Il y a plusieurs façons d'établir un lien entre l'ancien Président et le coureur cycliste. Très récemment, par exemple, de vagues infos selon lesquelles le premier aurait "protégé" le second contre les contrôles des autorités chargées de la lutte anti-dopage. Ou ce bouquin de deux journalistes paru en début d'année et qui, curieusement, fut assez peu relayé, affirmant que l'occupant d'alors de l'Elysée se fournissait en médicaments dont la vente n'était pas admise sur le territoire français ("Le dernier tabou" par Denis Demonpion et Laurent Léger, Ed Pygmalion).
Ce sont des approches possibles, mais j'en propose ici une autre: Sarkozy, comme Armstrong, nous ont raconté des histoires à dormir debout, dont nous pressentions les ficelles, que beaucoup ont pourtant longtemps adorées, et, semble-t-il, ne détesteraient pas de nouveau entendre. De la difficulté à rompre avec nos addictions détestées et chéries tout à la fois.

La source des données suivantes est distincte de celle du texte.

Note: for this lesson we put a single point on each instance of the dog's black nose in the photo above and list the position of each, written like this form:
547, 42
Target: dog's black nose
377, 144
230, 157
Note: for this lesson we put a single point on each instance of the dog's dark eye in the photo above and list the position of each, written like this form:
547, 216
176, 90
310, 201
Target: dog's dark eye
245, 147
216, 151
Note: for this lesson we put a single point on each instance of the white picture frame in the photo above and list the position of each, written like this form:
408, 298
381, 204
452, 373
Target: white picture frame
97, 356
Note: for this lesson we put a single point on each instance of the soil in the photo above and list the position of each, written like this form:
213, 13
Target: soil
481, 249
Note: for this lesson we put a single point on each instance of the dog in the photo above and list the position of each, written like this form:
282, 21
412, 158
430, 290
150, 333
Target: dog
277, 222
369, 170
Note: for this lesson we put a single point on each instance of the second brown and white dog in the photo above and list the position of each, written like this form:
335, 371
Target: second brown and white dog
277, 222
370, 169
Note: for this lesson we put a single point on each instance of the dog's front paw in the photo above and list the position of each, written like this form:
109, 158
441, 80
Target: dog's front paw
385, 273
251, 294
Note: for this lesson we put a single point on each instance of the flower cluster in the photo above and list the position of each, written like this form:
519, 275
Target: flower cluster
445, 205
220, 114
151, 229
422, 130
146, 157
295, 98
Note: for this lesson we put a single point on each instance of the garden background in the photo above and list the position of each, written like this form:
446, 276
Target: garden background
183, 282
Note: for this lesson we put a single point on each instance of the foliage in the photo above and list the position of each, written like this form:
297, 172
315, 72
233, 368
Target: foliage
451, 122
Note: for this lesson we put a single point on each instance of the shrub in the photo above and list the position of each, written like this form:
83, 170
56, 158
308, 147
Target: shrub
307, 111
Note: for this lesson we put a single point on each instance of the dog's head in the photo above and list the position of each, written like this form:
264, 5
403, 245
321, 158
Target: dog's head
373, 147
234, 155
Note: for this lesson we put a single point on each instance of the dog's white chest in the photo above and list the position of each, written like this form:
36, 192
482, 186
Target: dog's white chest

Pour l'Américain, l'histoire, c'était celle d'un ressuscité, le p'tit gars qui lutte contre le cancer, le domine, le dompte et, à grands coups de verres d'eau fraîche, s'en va dominer le peloton du Tour de France pendant des années. Pourtant, des soupçons ont vite été exprimés sur la réalité de la fable, y compris dans l'Equipe, le journal, c'est à noter, appartenant au groupe organisateur de la Grande Boucle. Malgré tout, les foules ont continué à se presser le long des routes, les téléspectateurs sont restés scotchés devant leurs écrans, et, imperturbablement, les miss du Crédit Lyonnais, ont claqué des bises et aidé à enfilé des maillots jaunes rutilants. Il y eut quelques sifflets parfois, c'est vrai, mais rien qui ressemble à un rejet massif. Il faut dire que l'Américain collait bien à l'air du temps. Il avait dominé la maladie qui fiche la trouille à tout le monde. Dans le peloton, c'était le boss, le type qu'on respecte, et tant pis s'il y allait souvent à l'intimidation limite physique: l'époque, qui voyait l'ascension du côté de Neuilly d'un autre p'tit gars dans le même genre, ne détestait pas le côté canaille, le style voyou, pourvu que la partie la plus salissante de la poussière reste sous le tapis. Et, au fond, aujourd'hui, avec ce que l'on sait, combien se précipiteraient encore pour un autographe?beaucoup plus que l'on imagine, certainement.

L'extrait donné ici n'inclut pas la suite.